Pilade
About this event
In the frames of the celebrations for the centenary of Pier Paolo Pasolini’s birth, ERT dedicates to him the project How you should imagine me. The entire corpus of his theatrical texts written in a very short period, the spring of 1966, will be presented on stage.
Pier Paolo Pasolini invented a theatrical continuation of Aeschylus’s trilogy: Pylades. He imagines what happens after Orestes, having being absolved by the Aeropagos in Athens, goes back to Argos. Yet another way of dealing with the myth for Giorgina Pi and Bluemotion, this time starting from the writing of a great poet.
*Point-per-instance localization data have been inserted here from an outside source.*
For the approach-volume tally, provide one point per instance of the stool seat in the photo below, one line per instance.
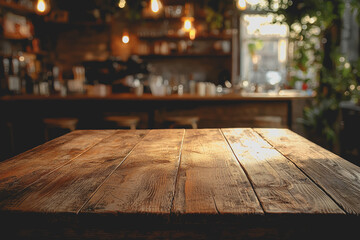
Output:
(62, 123)
(124, 121)
(183, 121)
(68, 123)
(268, 121)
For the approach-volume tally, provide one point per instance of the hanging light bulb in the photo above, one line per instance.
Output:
(42, 7)
(192, 34)
(155, 5)
(125, 38)
(187, 25)
(241, 4)
(122, 3)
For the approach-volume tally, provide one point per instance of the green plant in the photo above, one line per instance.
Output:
(315, 29)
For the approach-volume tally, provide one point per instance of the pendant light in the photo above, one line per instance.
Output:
(42, 7)
(122, 3)
(241, 4)
(125, 38)
(155, 6)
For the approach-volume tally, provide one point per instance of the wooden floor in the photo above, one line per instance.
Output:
(179, 184)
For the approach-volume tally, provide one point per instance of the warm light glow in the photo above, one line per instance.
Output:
(125, 39)
(155, 5)
(192, 34)
(187, 25)
(253, 2)
(122, 3)
(282, 50)
(241, 4)
(41, 6)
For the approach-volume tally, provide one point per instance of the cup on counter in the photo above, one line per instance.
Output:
(192, 87)
(210, 89)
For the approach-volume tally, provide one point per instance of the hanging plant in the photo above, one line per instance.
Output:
(315, 29)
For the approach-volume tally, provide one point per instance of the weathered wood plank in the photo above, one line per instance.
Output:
(69, 187)
(338, 177)
(280, 186)
(210, 180)
(145, 182)
(21, 171)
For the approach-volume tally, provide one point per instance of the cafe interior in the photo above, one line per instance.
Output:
(179, 119)
(159, 64)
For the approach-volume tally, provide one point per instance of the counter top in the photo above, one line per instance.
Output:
(178, 183)
(150, 97)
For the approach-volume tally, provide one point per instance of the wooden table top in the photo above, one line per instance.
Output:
(180, 173)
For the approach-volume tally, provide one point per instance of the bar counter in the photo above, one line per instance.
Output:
(26, 112)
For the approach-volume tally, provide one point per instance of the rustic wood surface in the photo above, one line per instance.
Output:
(179, 184)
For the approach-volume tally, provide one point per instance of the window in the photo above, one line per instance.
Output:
(264, 51)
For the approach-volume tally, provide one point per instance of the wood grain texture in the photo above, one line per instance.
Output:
(338, 177)
(145, 182)
(280, 186)
(210, 180)
(69, 187)
(21, 171)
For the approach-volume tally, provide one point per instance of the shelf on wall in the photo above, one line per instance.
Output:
(200, 37)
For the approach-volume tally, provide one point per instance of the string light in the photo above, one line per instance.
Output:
(125, 38)
(122, 3)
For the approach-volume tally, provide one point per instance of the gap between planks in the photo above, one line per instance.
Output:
(177, 172)
(244, 169)
(307, 175)
(127, 155)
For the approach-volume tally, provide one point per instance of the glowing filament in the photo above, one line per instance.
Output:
(192, 34)
(282, 51)
(187, 25)
(122, 3)
(41, 6)
(125, 38)
(241, 4)
(155, 5)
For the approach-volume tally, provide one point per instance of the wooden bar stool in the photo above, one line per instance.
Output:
(267, 122)
(182, 121)
(60, 123)
(124, 121)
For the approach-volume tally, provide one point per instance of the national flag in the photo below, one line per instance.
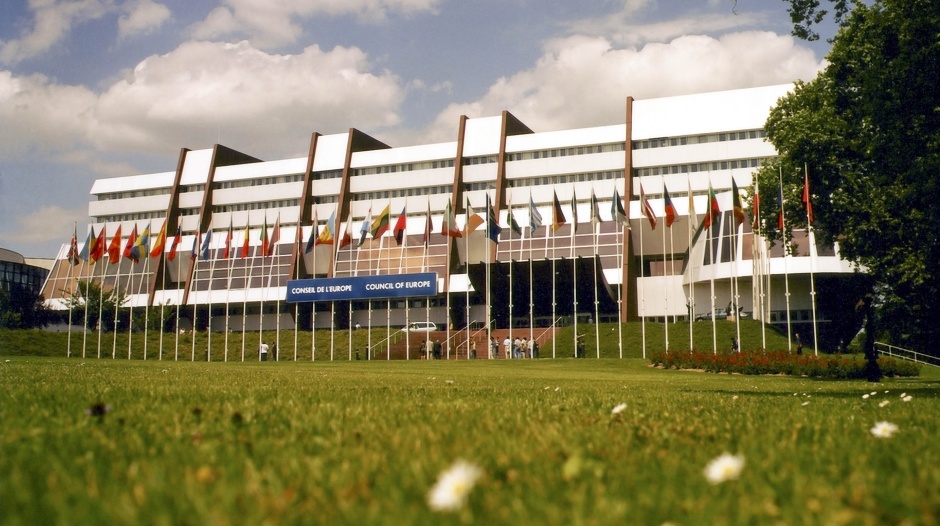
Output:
(713, 211)
(89, 243)
(204, 249)
(646, 209)
(473, 221)
(264, 237)
(97, 246)
(492, 223)
(73, 256)
(326, 235)
(617, 213)
(380, 223)
(114, 249)
(558, 215)
(513, 224)
(807, 200)
(574, 212)
(227, 247)
(535, 218)
(756, 214)
(175, 244)
(595, 210)
(245, 244)
(314, 234)
(128, 253)
(347, 233)
(275, 236)
(364, 229)
(142, 246)
(737, 209)
(399, 229)
(160, 244)
(194, 253)
(669, 207)
(449, 225)
(428, 228)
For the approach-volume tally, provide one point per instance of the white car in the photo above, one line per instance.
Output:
(422, 326)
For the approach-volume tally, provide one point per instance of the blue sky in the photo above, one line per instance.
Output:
(103, 88)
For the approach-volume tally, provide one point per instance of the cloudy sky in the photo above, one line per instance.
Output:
(103, 88)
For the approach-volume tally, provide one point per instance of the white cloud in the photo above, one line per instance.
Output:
(39, 116)
(46, 224)
(268, 24)
(202, 93)
(53, 22)
(196, 95)
(583, 81)
(142, 17)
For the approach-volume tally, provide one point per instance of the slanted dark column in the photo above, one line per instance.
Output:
(628, 305)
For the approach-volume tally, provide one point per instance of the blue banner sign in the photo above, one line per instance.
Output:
(362, 287)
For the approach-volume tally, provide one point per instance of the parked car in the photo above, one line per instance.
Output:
(720, 314)
(422, 326)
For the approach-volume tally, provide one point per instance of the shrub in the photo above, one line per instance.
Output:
(780, 362)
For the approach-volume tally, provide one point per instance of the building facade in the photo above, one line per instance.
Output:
(238, 229)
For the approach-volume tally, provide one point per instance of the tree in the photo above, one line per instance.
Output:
(100, 305)
(22, 308)
(868, 130)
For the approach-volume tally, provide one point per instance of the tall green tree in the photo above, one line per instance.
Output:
(868, 131)
(102, 305)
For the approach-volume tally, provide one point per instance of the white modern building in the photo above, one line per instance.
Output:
(592, 267)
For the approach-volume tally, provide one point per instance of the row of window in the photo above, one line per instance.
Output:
(563, 179)
(664, 142)
(256, 205)
(700, 167)
(260, 181)
(404, 192)
(148, 192)
(565, 152)
(406, 167)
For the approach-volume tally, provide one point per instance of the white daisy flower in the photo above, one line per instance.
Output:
(453, 487)
(725, 467)
(884, 429)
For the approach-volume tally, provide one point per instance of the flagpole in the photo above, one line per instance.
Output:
(786, 259)
(102, 239)
(246, 242)
(574, 264)
(72, 254)
(146, 256)
(665, 278)
(709, 215)
(162, 256)
(215, 257)
(228, 288)
(595, 221)
(693, 219)
(467, 295)
(87, 249)
(276, 268)
(117, 280)
(812, 254)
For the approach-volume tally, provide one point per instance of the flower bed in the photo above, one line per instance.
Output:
(781, 362)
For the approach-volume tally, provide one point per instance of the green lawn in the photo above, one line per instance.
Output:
(363, 443)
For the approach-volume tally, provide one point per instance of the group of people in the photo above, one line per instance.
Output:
(515, 348)
(436, 349)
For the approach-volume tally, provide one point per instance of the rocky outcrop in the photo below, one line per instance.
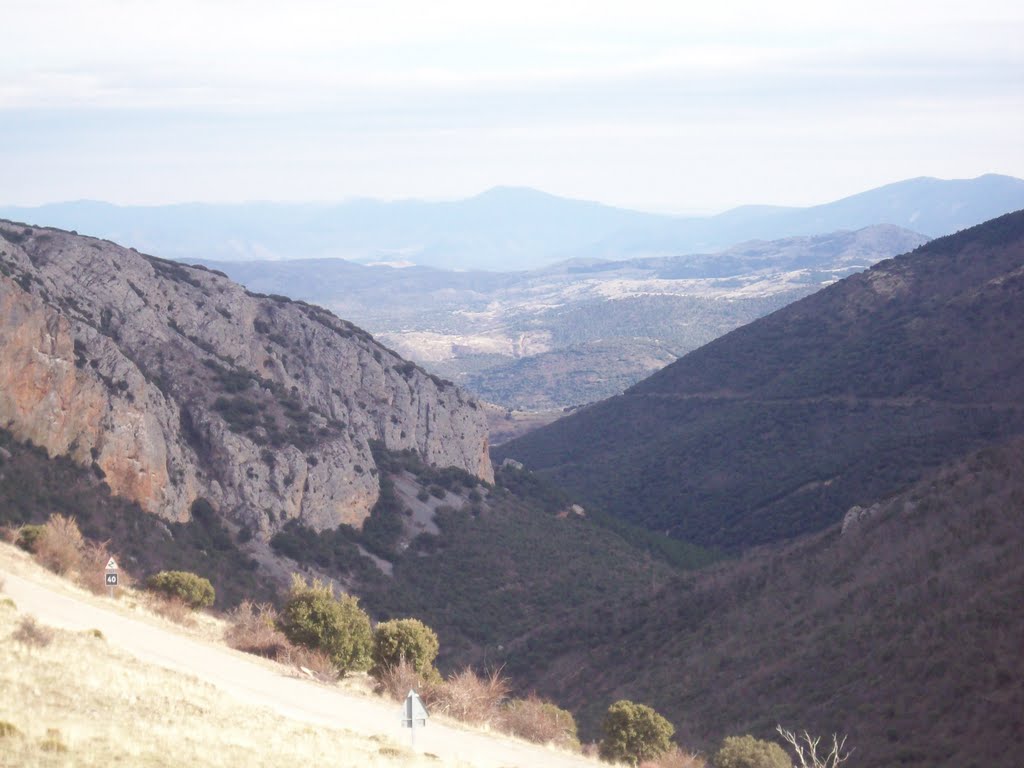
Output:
(174, 383)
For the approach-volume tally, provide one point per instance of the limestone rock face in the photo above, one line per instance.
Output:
(174, 383)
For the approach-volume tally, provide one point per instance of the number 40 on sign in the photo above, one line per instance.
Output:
(111, 574)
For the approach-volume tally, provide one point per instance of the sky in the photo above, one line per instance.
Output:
(651, 105)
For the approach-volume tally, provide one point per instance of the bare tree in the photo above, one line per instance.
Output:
(806, 748)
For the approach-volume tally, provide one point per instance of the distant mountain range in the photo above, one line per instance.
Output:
(579, 331)
(508, 228)
(777, 428)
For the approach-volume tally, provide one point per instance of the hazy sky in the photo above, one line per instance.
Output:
(653, 105)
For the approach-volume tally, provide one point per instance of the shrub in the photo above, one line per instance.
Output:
(397, 680)
(634, 732)
(31, 633)
(28, 537)
(676, 758)
(59, 546)
(314, 619)
(193, 590)
(403, 640)
(8, 729)
(172, 608)
(254, 630)
(314, 663)
(540, 721)
(747, 752)
(471, 698)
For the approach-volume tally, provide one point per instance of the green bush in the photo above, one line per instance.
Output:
(633, 732)
(314, 619)
(747, 752)
(403, 639)
(28, 537)
(194, 591)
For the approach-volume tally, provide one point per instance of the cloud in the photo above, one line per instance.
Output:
(625, 101)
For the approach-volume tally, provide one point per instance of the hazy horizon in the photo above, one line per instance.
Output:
(646, 105)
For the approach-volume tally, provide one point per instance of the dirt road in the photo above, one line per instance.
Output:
(256, 681)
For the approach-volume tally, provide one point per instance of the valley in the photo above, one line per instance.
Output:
(580, 331)
(812, 519)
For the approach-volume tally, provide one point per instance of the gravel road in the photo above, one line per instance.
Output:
(256, 681)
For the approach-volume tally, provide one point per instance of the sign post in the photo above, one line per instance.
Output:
(111, 574)
(413, 715)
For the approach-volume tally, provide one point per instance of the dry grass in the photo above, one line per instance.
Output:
(677, 758)
(472, 698)
(150, 717)
(171, 608)
(253, 630)
(59, 548)
(396, 681)
(32, 634)
(540, 721)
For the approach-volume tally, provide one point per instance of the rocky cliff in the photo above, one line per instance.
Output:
(174, 383)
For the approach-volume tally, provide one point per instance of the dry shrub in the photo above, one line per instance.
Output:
(540, 721)
(59, 546)
(172, 608)
(33, 634)
(53, 741)
(8, 730)
(254, 630)
(395, 681)
(316, 662)
(471, 698)
(676, 758)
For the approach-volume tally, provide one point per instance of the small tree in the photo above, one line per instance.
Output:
(747, 752)
(314, 619)
(403, 640)
(634, 732)
(193, 590)
(806, 749)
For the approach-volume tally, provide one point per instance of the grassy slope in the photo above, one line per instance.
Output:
(848, 395)
(905, 633)
(34, 486)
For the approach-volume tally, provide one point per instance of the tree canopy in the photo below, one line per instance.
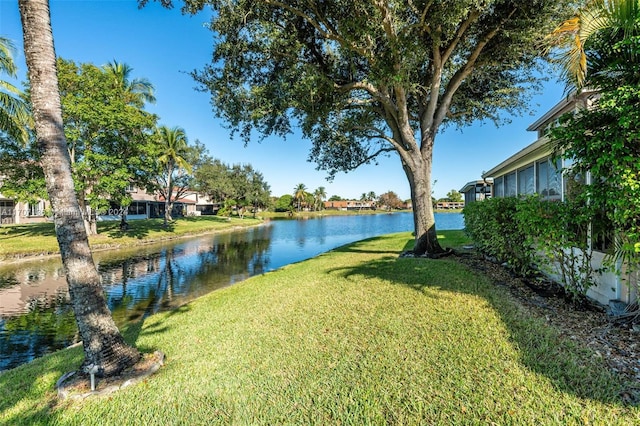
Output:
(368, 78)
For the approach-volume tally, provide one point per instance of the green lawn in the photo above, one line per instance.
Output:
(354, 336)
(39, 238)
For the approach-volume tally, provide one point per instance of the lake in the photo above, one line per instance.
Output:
(36, 317)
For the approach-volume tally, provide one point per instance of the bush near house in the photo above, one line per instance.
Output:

All the characters together are on stage, in a kind of large parking, at the end of a rave at the end of the 90s they experience this imminent end of an era. Eumenides by Aeschylus become transsexual bodies, the choir is a melting pot of cultures and origins, and the peasants become exploited black laborers. The queer theory will be the interpretative guide of this text. Pylades’ ending up in a position of radical otherness, embracing a form of social death that may be related to the psychoanalytic notion of the death drive and to the controversially discussed antisocial thesis within queer theory. The multiple aspect shifts performed throughout the play destabilize a linear, progressive temporality; rather than leading to an irreversible progress, they suggest a circular temporality of eternal recurrence with transformations and transfigurations layered upon each other.
We can understand Pylades as experiencing, and the play as making experienceable through poetic means, a radical otherness that seems necessarily unintelligible insofar as it is a radical novelty that paradoxically consists in the restoration of a mythical, non-progressive temporality, according to the idea of time and space queer theory.